This position analyzes all patient records in an accurate and timely manner utilizing the ICD-9-CM, ICD-10 and CPT-4 classification systems. The employee is responsible for reviewing the patients’ medical records to ensure specificity of diagnoses, procedures and appropriate optimal reimbursement for the physician practice and/or professional charges. This position inputs abstract data into the system following established methods and procedures.
Reviews and analyzes patient medical records from imported charges and the selected ICD-9, ICD-10, HCPCS and CPT-4 coding to ensure patient records are accurately coded.
Sequences the diagnoses and procedures using coding guidelines for various insurance carriers.
Work with clinicians and physicians if code assignments are not straightforward or if documentation in the record is inadequate or unclear for coding purposes.
May assist with quality improvement initiatives and compliance training programs.
Abstracts and compiles data from patient medical records for appropriate optimal reimbursement for professional charges.
Reviews and works on the error report for coding issues.
Finalizes accounts within three (3) days of patients’ visit.
Directs problems with charges and billing discrepancies to the Medical Billing Manager for resolution as required. Follows up to ensure resolution.
Monitors unbilled reports for missing diagnoses weekly. Resolves any discrepancies in a timely manner to ensure appropriate optimal reimbursement for services.
Reports on any backlog to the Medical Billing Manager on a daily basis.

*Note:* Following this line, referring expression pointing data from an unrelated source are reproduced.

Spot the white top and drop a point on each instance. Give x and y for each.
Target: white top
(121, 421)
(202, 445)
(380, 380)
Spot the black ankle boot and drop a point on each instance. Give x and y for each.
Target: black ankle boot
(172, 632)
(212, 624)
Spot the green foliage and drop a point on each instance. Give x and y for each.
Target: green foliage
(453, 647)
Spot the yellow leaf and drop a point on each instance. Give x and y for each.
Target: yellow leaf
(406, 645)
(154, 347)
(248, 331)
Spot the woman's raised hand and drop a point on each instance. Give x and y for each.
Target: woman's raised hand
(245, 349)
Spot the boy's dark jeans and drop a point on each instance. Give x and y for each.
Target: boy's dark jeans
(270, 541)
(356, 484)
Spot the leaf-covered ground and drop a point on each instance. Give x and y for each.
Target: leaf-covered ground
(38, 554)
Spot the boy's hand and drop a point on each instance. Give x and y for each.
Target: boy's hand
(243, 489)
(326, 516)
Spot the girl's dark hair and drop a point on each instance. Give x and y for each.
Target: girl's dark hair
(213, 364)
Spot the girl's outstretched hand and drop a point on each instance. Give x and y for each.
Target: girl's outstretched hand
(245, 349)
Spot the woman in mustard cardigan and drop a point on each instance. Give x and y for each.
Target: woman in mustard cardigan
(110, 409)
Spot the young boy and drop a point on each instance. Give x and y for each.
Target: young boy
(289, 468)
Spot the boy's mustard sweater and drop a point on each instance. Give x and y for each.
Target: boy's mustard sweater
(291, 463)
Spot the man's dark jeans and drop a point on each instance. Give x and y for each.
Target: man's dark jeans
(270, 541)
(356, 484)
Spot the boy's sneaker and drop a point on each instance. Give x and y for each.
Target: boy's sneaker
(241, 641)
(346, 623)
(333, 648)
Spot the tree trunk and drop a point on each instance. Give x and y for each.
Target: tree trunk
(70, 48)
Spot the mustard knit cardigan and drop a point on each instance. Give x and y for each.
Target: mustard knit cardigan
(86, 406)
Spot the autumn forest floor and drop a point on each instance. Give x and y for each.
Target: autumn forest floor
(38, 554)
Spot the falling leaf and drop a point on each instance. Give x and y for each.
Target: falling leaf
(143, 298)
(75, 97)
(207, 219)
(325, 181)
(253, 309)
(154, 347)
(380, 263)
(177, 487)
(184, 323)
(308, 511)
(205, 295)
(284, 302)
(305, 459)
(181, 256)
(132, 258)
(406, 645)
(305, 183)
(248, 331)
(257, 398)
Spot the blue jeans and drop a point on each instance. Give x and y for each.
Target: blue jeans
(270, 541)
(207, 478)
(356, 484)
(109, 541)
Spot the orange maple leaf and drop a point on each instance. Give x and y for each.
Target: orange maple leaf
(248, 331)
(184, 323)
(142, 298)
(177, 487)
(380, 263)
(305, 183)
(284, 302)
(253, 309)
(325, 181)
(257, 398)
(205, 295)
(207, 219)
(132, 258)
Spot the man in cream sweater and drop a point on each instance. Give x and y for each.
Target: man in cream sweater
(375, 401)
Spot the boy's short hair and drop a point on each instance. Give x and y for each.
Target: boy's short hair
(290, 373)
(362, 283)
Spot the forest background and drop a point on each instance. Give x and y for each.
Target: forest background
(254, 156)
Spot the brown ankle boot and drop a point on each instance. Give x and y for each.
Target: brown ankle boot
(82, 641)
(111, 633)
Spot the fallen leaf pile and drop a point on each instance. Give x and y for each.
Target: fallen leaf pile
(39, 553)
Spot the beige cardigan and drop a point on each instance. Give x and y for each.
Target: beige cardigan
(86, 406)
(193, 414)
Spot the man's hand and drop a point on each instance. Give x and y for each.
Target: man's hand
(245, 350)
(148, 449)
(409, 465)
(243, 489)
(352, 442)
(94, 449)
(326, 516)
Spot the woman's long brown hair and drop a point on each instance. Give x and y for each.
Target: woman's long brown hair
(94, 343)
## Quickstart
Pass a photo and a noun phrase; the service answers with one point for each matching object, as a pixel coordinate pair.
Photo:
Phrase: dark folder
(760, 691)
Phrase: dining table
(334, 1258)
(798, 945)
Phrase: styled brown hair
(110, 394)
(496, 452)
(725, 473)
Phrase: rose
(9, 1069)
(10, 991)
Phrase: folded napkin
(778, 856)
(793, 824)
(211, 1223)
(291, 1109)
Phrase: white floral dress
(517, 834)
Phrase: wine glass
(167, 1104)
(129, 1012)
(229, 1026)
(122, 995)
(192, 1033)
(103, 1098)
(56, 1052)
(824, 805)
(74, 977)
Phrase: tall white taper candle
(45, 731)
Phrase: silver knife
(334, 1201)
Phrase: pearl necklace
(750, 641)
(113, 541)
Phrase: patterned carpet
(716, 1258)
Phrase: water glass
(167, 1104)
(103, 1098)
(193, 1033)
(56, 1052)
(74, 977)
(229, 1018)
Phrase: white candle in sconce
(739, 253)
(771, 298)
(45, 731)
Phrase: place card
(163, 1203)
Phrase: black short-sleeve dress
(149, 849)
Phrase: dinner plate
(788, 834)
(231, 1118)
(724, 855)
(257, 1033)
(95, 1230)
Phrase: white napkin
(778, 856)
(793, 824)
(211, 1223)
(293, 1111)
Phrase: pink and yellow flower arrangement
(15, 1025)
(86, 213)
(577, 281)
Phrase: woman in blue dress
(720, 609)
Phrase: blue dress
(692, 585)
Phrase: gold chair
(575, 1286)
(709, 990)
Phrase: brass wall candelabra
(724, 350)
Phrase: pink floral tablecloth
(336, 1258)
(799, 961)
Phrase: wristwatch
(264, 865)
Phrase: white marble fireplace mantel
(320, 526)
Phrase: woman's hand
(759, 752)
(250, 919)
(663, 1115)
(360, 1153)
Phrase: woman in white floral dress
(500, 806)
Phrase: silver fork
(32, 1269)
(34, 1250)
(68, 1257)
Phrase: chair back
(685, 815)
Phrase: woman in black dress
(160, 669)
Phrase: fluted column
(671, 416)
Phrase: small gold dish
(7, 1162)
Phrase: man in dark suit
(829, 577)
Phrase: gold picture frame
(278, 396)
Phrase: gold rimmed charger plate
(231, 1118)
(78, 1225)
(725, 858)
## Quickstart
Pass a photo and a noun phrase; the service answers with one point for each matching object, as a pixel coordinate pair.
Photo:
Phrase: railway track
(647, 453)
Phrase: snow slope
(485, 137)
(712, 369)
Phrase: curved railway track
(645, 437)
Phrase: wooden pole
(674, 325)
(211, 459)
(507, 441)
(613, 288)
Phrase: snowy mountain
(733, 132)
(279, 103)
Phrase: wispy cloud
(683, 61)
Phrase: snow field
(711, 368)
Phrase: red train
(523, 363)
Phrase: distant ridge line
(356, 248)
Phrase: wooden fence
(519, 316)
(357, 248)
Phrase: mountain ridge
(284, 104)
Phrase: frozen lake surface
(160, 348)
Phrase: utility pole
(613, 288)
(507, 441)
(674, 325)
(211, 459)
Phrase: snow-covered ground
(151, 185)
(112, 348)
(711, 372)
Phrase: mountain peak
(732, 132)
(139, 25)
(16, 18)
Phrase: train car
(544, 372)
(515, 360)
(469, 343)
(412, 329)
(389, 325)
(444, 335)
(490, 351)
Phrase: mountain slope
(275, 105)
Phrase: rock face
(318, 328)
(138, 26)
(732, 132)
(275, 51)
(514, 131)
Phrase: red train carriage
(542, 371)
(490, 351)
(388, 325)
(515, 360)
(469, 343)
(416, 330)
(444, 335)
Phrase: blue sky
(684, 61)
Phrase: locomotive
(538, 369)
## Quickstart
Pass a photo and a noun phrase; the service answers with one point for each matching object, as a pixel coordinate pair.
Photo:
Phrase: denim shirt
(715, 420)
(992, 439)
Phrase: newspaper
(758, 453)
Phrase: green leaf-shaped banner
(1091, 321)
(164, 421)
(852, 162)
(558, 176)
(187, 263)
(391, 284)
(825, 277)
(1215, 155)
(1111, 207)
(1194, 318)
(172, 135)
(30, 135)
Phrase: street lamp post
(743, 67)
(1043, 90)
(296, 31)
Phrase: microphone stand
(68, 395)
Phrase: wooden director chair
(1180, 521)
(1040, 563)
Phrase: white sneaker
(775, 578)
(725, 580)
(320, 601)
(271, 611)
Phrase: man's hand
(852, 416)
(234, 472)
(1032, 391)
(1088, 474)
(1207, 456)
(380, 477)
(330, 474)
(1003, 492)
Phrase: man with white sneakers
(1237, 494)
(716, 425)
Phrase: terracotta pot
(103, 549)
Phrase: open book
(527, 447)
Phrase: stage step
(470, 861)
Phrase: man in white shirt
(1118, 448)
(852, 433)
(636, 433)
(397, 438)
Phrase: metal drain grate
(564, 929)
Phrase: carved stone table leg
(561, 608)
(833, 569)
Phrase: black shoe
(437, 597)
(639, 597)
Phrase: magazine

Maintains a thorough understanding of anatomy and physiology, medical terminology, disease processes and surgical techniques through participation in continuing education programs to effectively apply ICD-10-CM and CPT-4 coding guidelines to outpatient diagnoses and procedures.
Maintains a thorough understanding of medical record practices, standards, regulations, Joint Commission, HCFA and other applicable regulatory and compliance standards.
Adheres and follows departmental policies and procedures.
Applies the clinic’s principles of safety in all work practices. Reports any identified safety risks or incidents per the clinic’s policies and procedures.
Maintains a neat, orderly and safe work area.
Follows all infection control and employee health policies and procedures at all times.
Maintains patient confidentiality at all times according to the clinic’s established policies and procedures.
Emergency duty may be required of the incumbent that includes working in Red Cross shelters or to perform other emergency duties including, but not limited to, responses to threats or disasters, man-made or natural.
High School Diploma or GED required. Associate’s Degree preferred.
Two (2) to five (5) years of physician practice coding experience required.
Certified Coding Specialist – Physician Based (CCS-P), Certified Professional Coder (CPC) or Certified Coding Associate (CCA) required.
Medical documentation, Medical terminology, Anatomy and Physiology knowledge preferred.